Before describing a replacement for the Ratings Percentage Index, it is worthwhile to consider the goals of RPI itself. The RPI, like the rest of the selection criteria, considers only the outcomes (won, lost, or tied) of games between tournament-eligible teams, without regard to details such as home-ice advantage or margin of victory. It seeks to adjust a team's winning percentage by the strength of their schedule. If it were applied to the results of a league playing a full balanced schedule, it would rank the teams in precisely the same order as winning percentage. Another rating system which has these properties is the Bradley-Terry system, which has been applied over the years to such diverse fields as ranking chess players and modelling taste tests, and is known in college hockey circles under the name Ken's Ratings for American College Hockey (KRACH). The KRACH ratings for a pair of teams can be used to predict the percentage of games a particular team would be expected to win in head-to-head competition. For example, if team A has a KRACH of 300 and team B has a KRACH of 100, team A would be expected to win three times as often as team B head-to-head, i.e., accumulate a Head-to-Head Winning Percentage (HHWP) of .750. The actual KRACH ratings are those which predict an overall winning percentage (average of the HHWPs against each opponent, weighted by the number of games played against that opponent) for each team which is equal to their actual winning percentage.

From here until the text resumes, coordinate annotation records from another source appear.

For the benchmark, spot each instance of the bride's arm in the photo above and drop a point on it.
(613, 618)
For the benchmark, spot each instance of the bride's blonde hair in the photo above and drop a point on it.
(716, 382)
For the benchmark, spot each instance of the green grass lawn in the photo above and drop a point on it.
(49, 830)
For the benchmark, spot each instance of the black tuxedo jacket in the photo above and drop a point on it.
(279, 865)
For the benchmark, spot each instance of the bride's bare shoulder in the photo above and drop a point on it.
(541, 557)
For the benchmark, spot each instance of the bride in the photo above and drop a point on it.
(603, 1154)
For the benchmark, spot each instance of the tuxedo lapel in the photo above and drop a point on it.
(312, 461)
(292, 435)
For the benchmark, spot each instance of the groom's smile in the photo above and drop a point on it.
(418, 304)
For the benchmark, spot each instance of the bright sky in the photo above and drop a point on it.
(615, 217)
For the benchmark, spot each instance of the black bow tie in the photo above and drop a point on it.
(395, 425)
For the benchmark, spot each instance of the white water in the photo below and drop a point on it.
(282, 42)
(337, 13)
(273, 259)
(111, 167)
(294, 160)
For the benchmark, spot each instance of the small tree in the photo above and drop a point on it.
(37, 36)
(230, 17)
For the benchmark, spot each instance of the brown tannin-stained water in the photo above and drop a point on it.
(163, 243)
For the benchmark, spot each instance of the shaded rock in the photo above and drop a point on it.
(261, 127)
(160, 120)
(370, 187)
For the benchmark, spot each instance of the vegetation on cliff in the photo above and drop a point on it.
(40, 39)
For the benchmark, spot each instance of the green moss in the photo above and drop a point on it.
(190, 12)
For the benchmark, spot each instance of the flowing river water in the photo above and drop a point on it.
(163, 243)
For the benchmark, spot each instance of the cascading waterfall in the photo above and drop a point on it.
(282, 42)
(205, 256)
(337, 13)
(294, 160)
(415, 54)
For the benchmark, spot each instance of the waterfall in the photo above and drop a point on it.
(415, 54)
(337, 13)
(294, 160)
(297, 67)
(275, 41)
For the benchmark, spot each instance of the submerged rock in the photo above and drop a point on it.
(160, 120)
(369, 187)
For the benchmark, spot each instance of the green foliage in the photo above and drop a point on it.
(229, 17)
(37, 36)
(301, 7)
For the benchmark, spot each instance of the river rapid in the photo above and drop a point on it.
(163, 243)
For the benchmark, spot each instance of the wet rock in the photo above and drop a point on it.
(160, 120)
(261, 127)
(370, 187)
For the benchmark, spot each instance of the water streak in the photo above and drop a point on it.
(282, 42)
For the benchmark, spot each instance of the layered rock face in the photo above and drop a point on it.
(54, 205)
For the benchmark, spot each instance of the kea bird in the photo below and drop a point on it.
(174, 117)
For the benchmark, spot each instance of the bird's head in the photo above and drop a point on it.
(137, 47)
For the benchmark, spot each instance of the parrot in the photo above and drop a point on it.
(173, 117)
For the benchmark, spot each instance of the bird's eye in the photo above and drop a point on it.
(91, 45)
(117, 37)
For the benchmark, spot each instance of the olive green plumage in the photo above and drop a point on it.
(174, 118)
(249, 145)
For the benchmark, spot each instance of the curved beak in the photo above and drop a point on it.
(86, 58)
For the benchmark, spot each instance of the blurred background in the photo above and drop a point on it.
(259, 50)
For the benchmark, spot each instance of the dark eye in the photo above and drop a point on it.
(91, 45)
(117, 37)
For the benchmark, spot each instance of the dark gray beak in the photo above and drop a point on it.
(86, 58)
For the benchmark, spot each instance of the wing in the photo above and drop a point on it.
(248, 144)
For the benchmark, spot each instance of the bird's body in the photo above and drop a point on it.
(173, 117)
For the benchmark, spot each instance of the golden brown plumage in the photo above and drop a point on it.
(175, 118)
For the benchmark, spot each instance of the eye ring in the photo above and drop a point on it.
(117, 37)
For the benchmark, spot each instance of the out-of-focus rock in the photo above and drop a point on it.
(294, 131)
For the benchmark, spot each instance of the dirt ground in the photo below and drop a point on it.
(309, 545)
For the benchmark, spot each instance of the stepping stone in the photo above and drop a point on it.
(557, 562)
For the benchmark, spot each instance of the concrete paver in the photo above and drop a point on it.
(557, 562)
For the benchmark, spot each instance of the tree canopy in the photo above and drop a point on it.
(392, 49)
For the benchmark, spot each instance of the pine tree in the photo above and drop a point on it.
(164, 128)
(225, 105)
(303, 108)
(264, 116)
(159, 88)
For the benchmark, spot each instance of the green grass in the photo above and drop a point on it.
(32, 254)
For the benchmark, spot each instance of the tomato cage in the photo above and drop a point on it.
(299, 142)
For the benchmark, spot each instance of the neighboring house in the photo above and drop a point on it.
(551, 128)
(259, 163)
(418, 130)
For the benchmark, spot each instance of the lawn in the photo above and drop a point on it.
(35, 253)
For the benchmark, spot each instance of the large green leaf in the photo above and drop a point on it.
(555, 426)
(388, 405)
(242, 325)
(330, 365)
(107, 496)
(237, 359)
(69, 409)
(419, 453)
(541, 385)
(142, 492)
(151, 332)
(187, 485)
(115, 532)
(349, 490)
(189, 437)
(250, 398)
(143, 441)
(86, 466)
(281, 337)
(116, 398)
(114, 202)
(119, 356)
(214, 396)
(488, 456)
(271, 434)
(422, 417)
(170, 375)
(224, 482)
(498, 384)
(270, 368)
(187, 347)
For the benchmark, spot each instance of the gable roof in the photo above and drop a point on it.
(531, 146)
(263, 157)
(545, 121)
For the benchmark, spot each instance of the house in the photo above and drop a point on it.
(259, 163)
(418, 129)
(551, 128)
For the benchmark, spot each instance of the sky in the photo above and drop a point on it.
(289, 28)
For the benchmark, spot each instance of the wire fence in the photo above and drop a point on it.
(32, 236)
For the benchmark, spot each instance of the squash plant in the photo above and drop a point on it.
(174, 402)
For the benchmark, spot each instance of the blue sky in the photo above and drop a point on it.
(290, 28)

In practice, finding the KRACH ratings requires a computer program and a knowledge of mathematics roughly associated with an undergraduate degree in the physical sciences. However, verifying that a set of ratings is correct is much simpler, probably moreso than calculating the Ratings Percentage Index, when the details of excluding head-to-head games from the latter are taken into account. To check that the KRACH ratings are correct, one need only add up each team's expected probability of a win (HHWP) for each game played and verify that it matches the total number of wins (with a tie counting as half a win) that that team recorded.
Since the KRACH ratings provide a predicted HHWP (head-to-head winning percentage) for any team against any other team, they can be used to calculate the winning percentage a team would accumulate if they played each other team an equal number of times. This expected Round-Robin Winning Percentage (RRWP) will agree with the actual winning percentage if a team has actually played a full round robin schedule.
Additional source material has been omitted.